The north, side elevation has a similar arrangement, except that there are
seven bays and an additional bay to the back or west, which is much narrower
and has narrow openings located on the east side of the bay, close to the
preceding, seventh bay.
Although
window openings have mostly not been altered, currently the storefront level
windows, those at the second level, as well as the windows at the top level
have been replaced.

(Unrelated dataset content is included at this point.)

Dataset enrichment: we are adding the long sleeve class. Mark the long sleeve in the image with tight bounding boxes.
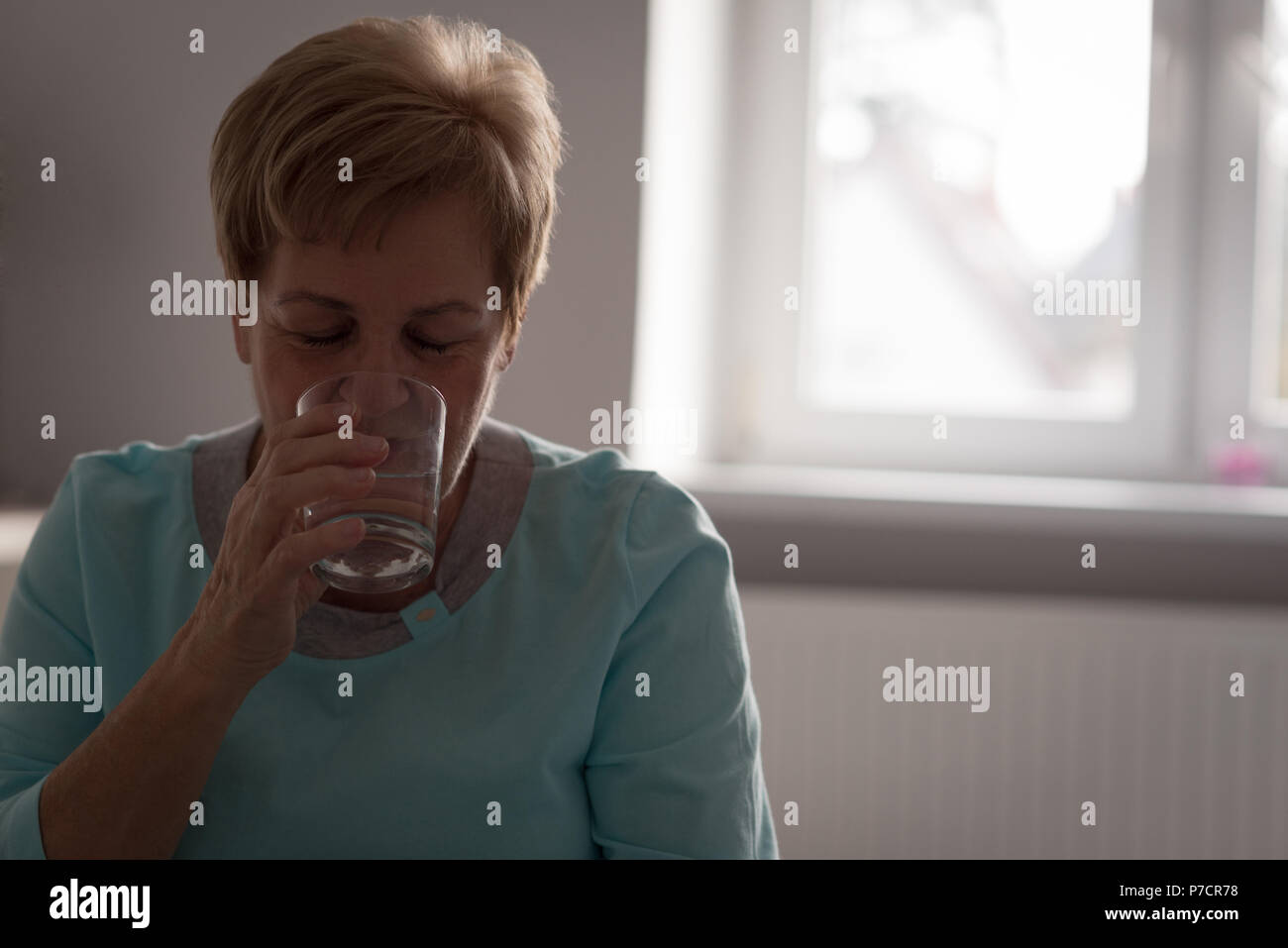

Most of multi-pane industrial sash windows at the
third, fourth, fifth and sixth levels remain, although between the ground floor
and the upper level, windows at the fifth bay (counting from the east – or the corner
of 1st Avenue), have also been filled in.
Other
characteristic features are the stylized pediments over the doorways at the
third and fifth bays of the main façade, as well as similar opening at the
second bay of the north façade. The engaged piers extend slightly above the
parapet level and each one is individually capped. Geometric shield-like motifs
– essentially a rectangle augmented by a triangular shape below it, with a
depressed rectangle at its center – further emphasize each of the piers below
the cap. The
remaining multi-pane windows, which are numerous, as well as the restrained
ornament serve to give the building an interesting presence along First Avenue
South.
Another
change, perhaps relatively minor in the context of the entire building, is that
a portion of the ground level on the north side of the building is covered by a
low metal structure. Based on a 1937 photo, formerly the visible openings in
this area were wide garage openings with metallic garage doors.